When your religious beliefs fall outside of the cultural norms, you gotta deal with it. You get the freedom to believe what you want and practice what you like (within the bounds of socially-agreed upon morals). But to tell someone else that they can’t enjoy the freedoms you enjoy just because they don’t follow your exact religious convictions? That is pretty phobic.
The other issue here is legislating morality. The reason you don’t see Christians jumping up and down to make fornication illegal is that we all know it is impossible to legislate morality. You can catch a killer and hand out punishment because they stomped on the rights of others by taking a life. Same for stealing, lying, you name it: the laws are made to protect people. But in cases where both parties are in agreement? You can’t make much of a case there. Once again, society no longer sees gays in a committed relationship as dangerous or subversive. You can be mad at that all you want, but if you are going to stand by and let others “live in sin”… you will just seem mean and phobic to “pick and choose” which sins you let slide and which ones you stand up and picket against.
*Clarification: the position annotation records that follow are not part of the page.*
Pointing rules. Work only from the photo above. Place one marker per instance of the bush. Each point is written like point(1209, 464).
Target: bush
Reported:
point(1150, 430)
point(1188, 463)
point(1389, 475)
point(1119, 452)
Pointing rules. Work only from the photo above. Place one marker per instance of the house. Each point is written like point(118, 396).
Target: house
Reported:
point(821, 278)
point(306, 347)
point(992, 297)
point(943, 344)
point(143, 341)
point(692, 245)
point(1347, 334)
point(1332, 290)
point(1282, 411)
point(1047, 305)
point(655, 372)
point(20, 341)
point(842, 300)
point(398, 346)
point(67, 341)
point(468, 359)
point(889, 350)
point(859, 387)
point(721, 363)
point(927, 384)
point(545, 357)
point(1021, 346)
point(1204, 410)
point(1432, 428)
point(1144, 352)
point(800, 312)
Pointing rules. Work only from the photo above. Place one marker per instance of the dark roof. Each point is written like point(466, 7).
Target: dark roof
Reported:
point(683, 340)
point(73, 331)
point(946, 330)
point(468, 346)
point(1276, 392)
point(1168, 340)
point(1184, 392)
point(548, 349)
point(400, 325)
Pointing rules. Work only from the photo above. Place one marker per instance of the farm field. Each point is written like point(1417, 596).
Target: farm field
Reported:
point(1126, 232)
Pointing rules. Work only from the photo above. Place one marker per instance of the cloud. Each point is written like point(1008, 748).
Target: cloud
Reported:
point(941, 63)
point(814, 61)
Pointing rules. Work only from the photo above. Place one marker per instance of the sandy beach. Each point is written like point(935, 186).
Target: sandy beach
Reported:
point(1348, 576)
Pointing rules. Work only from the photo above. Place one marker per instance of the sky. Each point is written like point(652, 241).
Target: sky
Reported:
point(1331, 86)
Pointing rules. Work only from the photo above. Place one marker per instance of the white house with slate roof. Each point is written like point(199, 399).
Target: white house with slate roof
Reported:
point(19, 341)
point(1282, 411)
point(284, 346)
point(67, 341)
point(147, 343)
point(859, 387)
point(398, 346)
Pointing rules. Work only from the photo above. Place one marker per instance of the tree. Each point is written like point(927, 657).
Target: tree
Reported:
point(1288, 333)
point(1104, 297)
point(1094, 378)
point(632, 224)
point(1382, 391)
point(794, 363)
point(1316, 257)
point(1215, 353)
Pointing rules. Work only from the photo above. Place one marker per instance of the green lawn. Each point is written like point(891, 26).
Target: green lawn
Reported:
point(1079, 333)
So in other words – if you are not homophobic, stop acting like those who are.
None of this is meant to be a case for or against homosexuality being a sin. It is common sense to be applied no matter what your view on the sinfulness of homosexuality is.
And for once and for all, can we stop it with the silly protests against the anti-gay bullying days and events? Those are also completely based on that crazy “gay agenda” thing. Too many Christians are sitting in silence while non-heterosexual children and teens are treated like trash, just because we are afraid of being seen as some how supporting a fictitious “gay agenda.” Reacting in fear? Believing in falsehoods? Caring so much about what our friends think about us that we will not take a stand with those who are rejected and scorned by society? Sounds more like the work of the devil than the move of the Spirit.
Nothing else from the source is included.